The other thing we go back and look at is the regulations dealing with the survey. Government agencies go in and survey facilities. These surveys are readily available online and they are usually quite extensive in terms of data.  In the nursing home arena, the quality measures are readily available online. Nursing homes are rated on a star system for quality and if you have a one-star facility versus a five-star facility generally they’re more vulnerable.

If an adult child has a complaint against a nursing home how do they raise those concerns?

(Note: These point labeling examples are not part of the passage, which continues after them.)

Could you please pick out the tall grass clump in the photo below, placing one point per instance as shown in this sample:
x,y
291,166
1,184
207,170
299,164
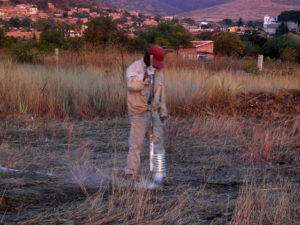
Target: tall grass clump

Do they go see an injury lawyer first?

For a lot of people, their first step is to go to an ombudsman or to the Department of Health.  There are a lot of resources out there for people who have complaints about the facility, but typically people go to a government regulator or to a quasi-government entity like an ombudsman.  There are a variety of agencies they’re all equipped with 800 numbers.

If there’s a complaint the state comes out — for pretty much every complaint an inspector will come out and look into the circumstances of each call. It’s a heavily regulated industry at this point.  If you violate those regulations, that may be considered negligence or below the required standard of care. Sometimes it’s after taking those first steps that they approach a nursing home abuse lawyer.

 

What’s the main takeaway here?

As litigators and owners of facilities, we have the experience to see things from the other side and that makes us a totally unique in the marketplace.